A geração de emprego, desde logo qualificado e bem remunerado, resulta da atração de empresas, preferencialmente de setores em crescimento e orientadas para os mercados internacionais. Mas estas, para considerarem um destino como elegível, necessitam de ter uma perspetiva positiva quanto à disponibilidade de mão-de-obra com qualificações compatíveis com as suas necessidades, optando por geografias que sejam capazes de atrair recursos a nível internacional, em especial se a base doméstica for limitada (como é o nosso caso).

Por isso o imaginário das cidades é determinante para o seu sucesso. Dele depende o seu magnetismo para atrair talentos, a matéria-prima essencial para as novas indústrias, sem a qual está-se fora do radar do investimento e, logo, da geração de emprego.

Ninguém acredita que a Websummit alguma vez teria lugar na velha Lisboa, abandonada e degradada… Sem imaginário, feita só de desencanto…

Ora, faça-se justiça, qual foi ponto de partida, o racional primordial, do qual resultou, em cadeia, toda a revolução descrita? O turismo, sem dúvida… Foi do turismo que veio o financiamento que transformou os centros das cidades de Lisboa e do Porto, de cuja experiência resultaram decisões posteriores de investimento por parte de muitos internacionais ou de escolhas de residência por parte de muitos outros, cimentando a tradução do território em valor.

O ritmo acelerado desse processo de transformação justificou o emergir de cuidados quanto aos efeitos negativos da crescente pressão sobre as cidades e gerou a margem para o lançamento de instrumentos financeiros para amenizar os efeitos da tensão do mercado sobre um tecido social debilitado, anteriormente o único habitante desses centros desolados.

Nesse quadro, a criação da taxa turística, apesar da contestação inicial, revelou-se ser um bom instrumento de gestão da “pegada turística”. O clima vivido justificava e permitia o lançamento de medidas de gestão do crescimento. Isso, não obstante se poder questionar se caberia ao turismo “pagar” essa conta. Na verdade, se o turismo teve de assumir os custos das externalidades negativas que acarretou, não foi beneficiário das externalidades positivas que produziu. E foram muitas, a principal das quais foi trazer a Lisboa e Porto milhões de pessoas que levaram para casa e semearam o “capital imaginário” que atraiu depois talentos, empresas e emprego.

A Covid-19, no entanto, veio alterar drasticamente o cenário. De pilar da economia, o turismo saltou para o olho do furacão sendo, de todos, o setor mais afetado.

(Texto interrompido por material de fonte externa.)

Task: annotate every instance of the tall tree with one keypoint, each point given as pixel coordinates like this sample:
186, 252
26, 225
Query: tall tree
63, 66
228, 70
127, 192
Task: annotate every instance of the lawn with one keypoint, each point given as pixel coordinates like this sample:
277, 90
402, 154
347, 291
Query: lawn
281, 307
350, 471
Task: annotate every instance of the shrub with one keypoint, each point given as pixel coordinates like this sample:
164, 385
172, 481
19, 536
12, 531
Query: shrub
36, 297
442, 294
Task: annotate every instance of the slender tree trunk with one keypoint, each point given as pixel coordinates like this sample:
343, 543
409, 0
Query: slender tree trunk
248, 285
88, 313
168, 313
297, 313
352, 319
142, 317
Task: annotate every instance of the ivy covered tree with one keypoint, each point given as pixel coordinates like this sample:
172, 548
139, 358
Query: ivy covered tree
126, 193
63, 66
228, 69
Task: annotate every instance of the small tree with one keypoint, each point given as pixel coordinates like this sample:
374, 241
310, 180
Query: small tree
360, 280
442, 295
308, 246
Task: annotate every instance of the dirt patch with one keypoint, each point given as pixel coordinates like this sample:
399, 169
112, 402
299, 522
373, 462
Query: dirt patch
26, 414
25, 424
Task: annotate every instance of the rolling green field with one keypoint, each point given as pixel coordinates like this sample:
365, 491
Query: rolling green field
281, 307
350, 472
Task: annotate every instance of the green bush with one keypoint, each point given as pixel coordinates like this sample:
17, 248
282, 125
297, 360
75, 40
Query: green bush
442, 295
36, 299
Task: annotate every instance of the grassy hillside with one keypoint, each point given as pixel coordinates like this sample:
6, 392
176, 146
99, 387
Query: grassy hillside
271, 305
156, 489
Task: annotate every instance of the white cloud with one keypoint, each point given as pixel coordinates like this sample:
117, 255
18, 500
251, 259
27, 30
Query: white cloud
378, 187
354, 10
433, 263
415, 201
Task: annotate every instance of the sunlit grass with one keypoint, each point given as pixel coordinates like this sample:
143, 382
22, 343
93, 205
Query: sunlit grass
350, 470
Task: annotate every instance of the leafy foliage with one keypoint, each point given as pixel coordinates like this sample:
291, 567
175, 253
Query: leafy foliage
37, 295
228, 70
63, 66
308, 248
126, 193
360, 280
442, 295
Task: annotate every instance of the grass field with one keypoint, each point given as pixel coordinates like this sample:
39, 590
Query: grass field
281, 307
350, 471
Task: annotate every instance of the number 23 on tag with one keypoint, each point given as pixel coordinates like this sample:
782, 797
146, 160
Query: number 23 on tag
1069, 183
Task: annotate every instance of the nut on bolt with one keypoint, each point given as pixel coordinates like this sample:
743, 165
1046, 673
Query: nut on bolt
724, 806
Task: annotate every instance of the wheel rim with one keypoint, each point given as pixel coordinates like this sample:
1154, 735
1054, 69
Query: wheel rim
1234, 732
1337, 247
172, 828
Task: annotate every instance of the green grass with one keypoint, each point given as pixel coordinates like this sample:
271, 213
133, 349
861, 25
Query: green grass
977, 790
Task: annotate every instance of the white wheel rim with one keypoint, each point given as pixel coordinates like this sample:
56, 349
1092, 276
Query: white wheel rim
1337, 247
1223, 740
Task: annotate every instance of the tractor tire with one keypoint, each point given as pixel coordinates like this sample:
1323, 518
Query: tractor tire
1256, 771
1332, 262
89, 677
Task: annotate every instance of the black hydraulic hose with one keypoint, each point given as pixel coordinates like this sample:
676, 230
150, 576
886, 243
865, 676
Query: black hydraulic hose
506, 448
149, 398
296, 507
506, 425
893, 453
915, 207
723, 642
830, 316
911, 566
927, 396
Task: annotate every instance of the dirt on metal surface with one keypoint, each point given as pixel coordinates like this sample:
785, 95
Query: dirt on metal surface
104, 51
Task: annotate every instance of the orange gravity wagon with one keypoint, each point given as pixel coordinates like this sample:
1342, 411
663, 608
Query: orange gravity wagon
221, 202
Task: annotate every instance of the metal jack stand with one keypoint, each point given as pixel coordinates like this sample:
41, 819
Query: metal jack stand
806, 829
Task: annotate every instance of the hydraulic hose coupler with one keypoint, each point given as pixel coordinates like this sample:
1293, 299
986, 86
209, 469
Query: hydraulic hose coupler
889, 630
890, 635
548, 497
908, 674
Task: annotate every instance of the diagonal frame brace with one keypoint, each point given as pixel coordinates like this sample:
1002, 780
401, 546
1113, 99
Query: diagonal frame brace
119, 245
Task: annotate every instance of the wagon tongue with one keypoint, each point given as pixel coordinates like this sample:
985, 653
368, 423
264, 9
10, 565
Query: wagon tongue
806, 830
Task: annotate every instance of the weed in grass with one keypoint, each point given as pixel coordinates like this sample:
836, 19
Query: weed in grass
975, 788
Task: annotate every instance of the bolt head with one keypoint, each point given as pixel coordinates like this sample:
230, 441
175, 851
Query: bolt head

Esse desastre natural empurrou para a inatividade 47% dos T0 e T1 que estavam no mercado em Lisboa e 34% no Porto, num total de mais de 4,5 mil alojamentos. A redução dos fogos no mercado não foi suficiente para os que permaneceram, tendo a quebra de mais de 80% no número de noites vendidas empurrado a respetiva taxa de ocupação para 10% e o RevPar para os 7 euros, 80% abaixo de 2019. Assim, a ausência de atividade remeteu a taxa turística para um lugar simbólico, irrelevante. É desse lugar que a sua suspensão, diria por uns três anos, teria um valor simbólico, esse sim, relevante, traduzindo a aposta das cidades na recuperação do seu “capital imaginário”. Essencial para a coesão do seu território.